Thankfully, cooperation is increasing.
The German-led European Sky Shield Initiative aims at merging allied air defense efforts.
Besides being labelled a “procurement initiative,” the battle-proven IRIS-T air defense system is now part of broader European acquisitions.
The goal of creating a joint Nordic air defense, consisting of Swedish, Norwegian, Finnish, and Danish air forces, shows the forward-thinking approach of the Nordic countries.
Finally the British-led Joint Expeditionary Force is increasing its footprint in the Nordic-Baltic region, another important step.

Future Dynamics

Current assessments of Russian military capabilities in the broader Baltic Sea region are mixed.
Moscow’s position in the Kaliningrad Oblast and the western Russian border regions appears comparatively weak.
This is because materiel and personnel have been ordered to Ukraine and the original strength has not been restored.
Yet this mainly applies to land forces, like the Baltic Fleet’s 11th Army Corps, and capabilities like air defense systems.
And it may not prove true forever.
Analysts expect a certain regrowth of the Russian military to take place in the upcoming years.
Besides its fatal losses in the Black Sea, the Russian navy continues to commission new vessels at a pace observers have grudgingly called “impressive.” Kaliningradoffers Russia opportunities to influence the southeastern part of the Baltic Sea region, even as it also serves as a truly vulnerable Russian outpost.
In short, for the Baltic littoral, the Russian threat remains.

Ukrainian innovation and adaptiveness in the Black Sea offers NATO some options in terms of how to respond.
Denial capabilities, paired with increasing intelligence, surveillance, and reconnaissance capabilities, would allow NATO allies ought to better contain Russian naval force in the Baltic.
However, the West should prepare for Russia not only to reconstitute but also adapt its forces based on lessons from the Black Sea.
This could reinforce a dynamic of mutual area of denial — even creating a limited and temporary “maritime no man’s land” for crewed vessels in areas like the southern Baltic.
Due to the Baltic’s narrow character, this is possible even with limited means.
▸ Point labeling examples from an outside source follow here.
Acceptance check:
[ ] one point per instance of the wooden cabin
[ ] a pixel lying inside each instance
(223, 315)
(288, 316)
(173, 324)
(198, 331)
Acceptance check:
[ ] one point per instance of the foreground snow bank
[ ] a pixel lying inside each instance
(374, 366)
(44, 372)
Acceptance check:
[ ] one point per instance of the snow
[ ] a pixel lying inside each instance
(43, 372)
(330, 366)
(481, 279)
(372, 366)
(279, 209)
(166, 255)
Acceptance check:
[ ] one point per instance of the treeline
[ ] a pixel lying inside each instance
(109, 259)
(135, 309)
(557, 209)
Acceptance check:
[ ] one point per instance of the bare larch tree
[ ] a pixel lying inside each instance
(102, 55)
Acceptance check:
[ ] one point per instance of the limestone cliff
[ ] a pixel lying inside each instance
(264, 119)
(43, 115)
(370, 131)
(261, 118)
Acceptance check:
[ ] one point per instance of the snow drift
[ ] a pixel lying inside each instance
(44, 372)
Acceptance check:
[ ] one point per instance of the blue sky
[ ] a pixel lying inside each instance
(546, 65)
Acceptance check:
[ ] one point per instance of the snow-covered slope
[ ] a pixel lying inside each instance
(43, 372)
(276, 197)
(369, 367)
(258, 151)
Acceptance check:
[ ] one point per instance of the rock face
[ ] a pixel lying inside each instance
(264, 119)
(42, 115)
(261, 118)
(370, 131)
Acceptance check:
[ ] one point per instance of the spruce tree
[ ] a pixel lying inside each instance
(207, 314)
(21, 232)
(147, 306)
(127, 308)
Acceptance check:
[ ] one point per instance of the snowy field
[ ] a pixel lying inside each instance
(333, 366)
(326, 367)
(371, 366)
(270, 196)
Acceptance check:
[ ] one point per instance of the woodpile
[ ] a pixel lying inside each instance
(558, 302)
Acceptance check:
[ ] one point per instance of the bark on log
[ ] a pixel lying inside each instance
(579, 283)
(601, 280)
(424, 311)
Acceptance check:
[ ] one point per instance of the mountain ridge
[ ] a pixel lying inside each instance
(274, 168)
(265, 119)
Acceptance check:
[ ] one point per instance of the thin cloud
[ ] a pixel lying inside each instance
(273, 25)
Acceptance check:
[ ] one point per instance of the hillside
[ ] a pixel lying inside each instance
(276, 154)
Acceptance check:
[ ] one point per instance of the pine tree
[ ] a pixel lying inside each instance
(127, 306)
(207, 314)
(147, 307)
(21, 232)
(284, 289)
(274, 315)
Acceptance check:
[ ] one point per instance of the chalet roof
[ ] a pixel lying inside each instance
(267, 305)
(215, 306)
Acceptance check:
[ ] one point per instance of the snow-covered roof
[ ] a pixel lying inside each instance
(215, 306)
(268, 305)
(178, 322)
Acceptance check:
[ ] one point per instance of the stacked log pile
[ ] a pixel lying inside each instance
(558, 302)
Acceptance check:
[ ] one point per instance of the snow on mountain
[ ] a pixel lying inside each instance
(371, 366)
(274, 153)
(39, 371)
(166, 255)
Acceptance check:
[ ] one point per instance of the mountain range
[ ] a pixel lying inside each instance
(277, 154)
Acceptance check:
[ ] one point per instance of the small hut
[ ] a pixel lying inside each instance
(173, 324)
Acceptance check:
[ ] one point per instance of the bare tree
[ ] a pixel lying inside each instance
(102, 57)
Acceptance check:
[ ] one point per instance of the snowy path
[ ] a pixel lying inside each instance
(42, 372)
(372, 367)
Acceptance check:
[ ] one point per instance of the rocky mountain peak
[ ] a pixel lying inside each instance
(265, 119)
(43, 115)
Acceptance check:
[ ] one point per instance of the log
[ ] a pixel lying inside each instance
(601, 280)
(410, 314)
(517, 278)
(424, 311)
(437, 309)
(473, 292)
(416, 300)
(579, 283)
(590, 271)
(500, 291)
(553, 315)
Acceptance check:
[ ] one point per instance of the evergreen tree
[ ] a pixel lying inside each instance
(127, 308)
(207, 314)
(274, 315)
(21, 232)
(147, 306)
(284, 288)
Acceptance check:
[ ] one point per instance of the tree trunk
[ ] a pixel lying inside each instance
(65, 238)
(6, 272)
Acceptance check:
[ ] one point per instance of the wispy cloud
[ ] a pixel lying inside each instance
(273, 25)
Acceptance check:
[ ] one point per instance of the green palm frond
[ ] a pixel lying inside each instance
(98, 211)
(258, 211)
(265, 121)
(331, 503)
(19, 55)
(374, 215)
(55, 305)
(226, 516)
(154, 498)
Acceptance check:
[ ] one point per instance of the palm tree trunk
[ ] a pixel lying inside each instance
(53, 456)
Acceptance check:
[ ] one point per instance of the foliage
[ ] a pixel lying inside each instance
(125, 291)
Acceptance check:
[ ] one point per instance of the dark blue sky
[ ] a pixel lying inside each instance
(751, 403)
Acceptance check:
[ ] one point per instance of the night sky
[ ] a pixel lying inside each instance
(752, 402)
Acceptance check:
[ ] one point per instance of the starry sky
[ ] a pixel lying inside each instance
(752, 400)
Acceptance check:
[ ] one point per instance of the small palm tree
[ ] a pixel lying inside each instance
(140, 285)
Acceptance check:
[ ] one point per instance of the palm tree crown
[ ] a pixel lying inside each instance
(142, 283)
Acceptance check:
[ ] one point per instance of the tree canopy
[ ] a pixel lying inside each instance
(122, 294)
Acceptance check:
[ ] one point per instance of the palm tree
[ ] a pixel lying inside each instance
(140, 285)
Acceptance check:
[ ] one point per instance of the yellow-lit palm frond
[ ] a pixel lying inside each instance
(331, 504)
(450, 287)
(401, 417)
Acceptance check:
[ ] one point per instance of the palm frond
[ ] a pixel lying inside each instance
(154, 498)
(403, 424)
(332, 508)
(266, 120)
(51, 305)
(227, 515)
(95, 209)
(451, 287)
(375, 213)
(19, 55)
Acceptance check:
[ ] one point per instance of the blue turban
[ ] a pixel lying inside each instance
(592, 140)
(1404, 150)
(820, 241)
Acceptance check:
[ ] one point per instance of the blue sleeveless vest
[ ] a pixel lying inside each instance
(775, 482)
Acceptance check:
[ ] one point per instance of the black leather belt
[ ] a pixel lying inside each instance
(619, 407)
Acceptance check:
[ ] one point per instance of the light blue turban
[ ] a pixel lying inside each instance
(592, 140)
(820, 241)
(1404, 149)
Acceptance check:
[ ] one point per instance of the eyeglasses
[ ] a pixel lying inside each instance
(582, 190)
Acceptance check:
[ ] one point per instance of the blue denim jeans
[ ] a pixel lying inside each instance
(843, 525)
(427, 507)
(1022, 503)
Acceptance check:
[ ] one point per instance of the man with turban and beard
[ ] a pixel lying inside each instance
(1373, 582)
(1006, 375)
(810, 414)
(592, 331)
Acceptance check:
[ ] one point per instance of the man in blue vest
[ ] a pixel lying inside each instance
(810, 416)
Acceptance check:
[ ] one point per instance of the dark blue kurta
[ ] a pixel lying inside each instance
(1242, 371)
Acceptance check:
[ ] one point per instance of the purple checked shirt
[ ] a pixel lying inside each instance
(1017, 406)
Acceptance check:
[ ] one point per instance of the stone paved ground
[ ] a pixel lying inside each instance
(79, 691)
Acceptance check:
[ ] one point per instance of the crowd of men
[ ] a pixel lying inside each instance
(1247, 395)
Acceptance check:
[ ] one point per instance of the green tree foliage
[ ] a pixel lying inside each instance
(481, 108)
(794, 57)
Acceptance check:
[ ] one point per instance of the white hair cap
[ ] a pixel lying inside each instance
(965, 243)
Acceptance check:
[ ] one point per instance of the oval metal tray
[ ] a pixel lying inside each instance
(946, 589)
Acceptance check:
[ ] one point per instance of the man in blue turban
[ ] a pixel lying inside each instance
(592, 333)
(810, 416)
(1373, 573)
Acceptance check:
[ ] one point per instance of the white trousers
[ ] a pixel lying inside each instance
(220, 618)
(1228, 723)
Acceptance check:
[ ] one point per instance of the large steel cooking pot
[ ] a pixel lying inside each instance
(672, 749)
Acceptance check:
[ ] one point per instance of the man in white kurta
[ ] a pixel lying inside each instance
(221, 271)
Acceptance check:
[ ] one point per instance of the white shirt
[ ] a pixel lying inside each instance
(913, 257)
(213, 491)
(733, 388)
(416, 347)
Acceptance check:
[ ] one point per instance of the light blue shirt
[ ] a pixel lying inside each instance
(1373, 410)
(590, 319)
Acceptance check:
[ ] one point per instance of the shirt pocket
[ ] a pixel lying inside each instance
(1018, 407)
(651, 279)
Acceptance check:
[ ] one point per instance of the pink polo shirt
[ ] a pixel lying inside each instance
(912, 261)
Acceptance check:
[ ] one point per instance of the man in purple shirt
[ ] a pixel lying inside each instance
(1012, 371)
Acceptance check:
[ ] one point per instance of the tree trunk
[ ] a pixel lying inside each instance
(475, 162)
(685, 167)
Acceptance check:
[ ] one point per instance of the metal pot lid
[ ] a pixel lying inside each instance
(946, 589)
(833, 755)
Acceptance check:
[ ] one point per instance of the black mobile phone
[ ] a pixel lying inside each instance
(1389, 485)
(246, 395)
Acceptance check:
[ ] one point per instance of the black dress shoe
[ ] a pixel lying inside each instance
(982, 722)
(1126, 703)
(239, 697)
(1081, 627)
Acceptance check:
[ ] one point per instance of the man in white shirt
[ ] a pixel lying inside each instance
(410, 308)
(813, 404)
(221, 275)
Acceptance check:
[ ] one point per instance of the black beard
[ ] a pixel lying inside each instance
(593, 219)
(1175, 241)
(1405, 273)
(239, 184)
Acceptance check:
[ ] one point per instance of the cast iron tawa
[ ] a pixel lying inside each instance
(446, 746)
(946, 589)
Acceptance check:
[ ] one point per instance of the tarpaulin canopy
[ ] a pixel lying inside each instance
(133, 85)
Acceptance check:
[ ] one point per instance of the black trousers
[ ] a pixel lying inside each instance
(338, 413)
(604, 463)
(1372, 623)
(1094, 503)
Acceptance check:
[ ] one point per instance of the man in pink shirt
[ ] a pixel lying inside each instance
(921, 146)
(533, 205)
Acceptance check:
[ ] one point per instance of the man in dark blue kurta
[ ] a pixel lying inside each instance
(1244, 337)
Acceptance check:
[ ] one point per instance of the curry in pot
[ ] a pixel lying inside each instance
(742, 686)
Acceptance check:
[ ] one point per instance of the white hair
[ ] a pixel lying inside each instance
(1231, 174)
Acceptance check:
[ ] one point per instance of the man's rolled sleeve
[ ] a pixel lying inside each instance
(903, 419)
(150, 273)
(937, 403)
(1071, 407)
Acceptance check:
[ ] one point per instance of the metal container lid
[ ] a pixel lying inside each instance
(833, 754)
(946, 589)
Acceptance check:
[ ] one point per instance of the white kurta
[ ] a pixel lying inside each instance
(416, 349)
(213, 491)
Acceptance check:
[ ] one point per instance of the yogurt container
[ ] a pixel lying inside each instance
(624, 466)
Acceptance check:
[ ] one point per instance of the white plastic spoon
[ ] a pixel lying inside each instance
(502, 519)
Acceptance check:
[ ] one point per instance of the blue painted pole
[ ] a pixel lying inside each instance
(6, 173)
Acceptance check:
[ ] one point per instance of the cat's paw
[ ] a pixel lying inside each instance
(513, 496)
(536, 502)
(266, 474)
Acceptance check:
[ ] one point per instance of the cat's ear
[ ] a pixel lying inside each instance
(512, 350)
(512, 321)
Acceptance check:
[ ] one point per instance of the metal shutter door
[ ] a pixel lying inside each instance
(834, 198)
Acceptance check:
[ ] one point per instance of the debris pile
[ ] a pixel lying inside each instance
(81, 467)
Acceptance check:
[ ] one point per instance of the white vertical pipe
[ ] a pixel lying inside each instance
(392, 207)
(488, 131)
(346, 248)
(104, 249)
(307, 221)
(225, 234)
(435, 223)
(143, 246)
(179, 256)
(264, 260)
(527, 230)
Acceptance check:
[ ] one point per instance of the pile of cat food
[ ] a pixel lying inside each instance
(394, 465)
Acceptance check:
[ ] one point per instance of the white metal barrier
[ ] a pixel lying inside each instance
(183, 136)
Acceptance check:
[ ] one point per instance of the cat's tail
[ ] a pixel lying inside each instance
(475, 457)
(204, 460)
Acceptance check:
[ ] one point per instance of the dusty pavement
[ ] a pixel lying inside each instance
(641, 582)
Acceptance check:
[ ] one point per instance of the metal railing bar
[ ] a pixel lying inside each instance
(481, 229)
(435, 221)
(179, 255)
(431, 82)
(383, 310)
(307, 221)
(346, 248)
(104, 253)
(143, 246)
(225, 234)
Looking forward, NATO allies should consider the sea’s challenges while orchestrating a capable allied force to defend against and deter potential aggressions.
This includes taking advantage of islands, archipelagos, and coastal areas.
It also means challenging the misleading idea that these islands are “unsinkable aircraft carriers.” Ukraine’s tactics have shown the need for a diversified set of bases and airstrips to cope with Russian strikes.
The problem with islands, however, is that you cannot move them.
So, while many of them are valuable for sea control, they are not invulnerable.
With this in mind, the smaller and more numerous islands along Baltic coasts and archipelagos should be included in planning.
Regional forces could adopt an approach of distributed lethality, while larger NATO assets like U.S.
guided-missile destroyers could support, deter, and fight along the broader northern flank from the North Atlantic up to the Arctic.
Nevertheless, during a kinetic conflict, a NATO including Sweden and Finland should be able to achieve a certain level of control in particular parts of the Baltic, like the Gulf of Bothnia and the Danish straits.

Such high-intensity preparations, however, should be accompanied by serious political preparations.
This means that NATO’s leadership has to prepare for the potential of nuclear blackmail and escalation.
In the event of a kinetic conflict, would leaders in Europe and the United States be willing, for example, to strike the Kaliningrad Oblast to fully diminish large parts of the conventional threat in the Baltic Sea region? Regardless of the answers to these questions, NATO and the United States remain central to defense and deterrence in the Baltic Sea region.
What happens in the Baltic will have major implications for regional defense and deterrence efforts.
As such, it should be of interest to alliance members well beyond the sea’s littoral.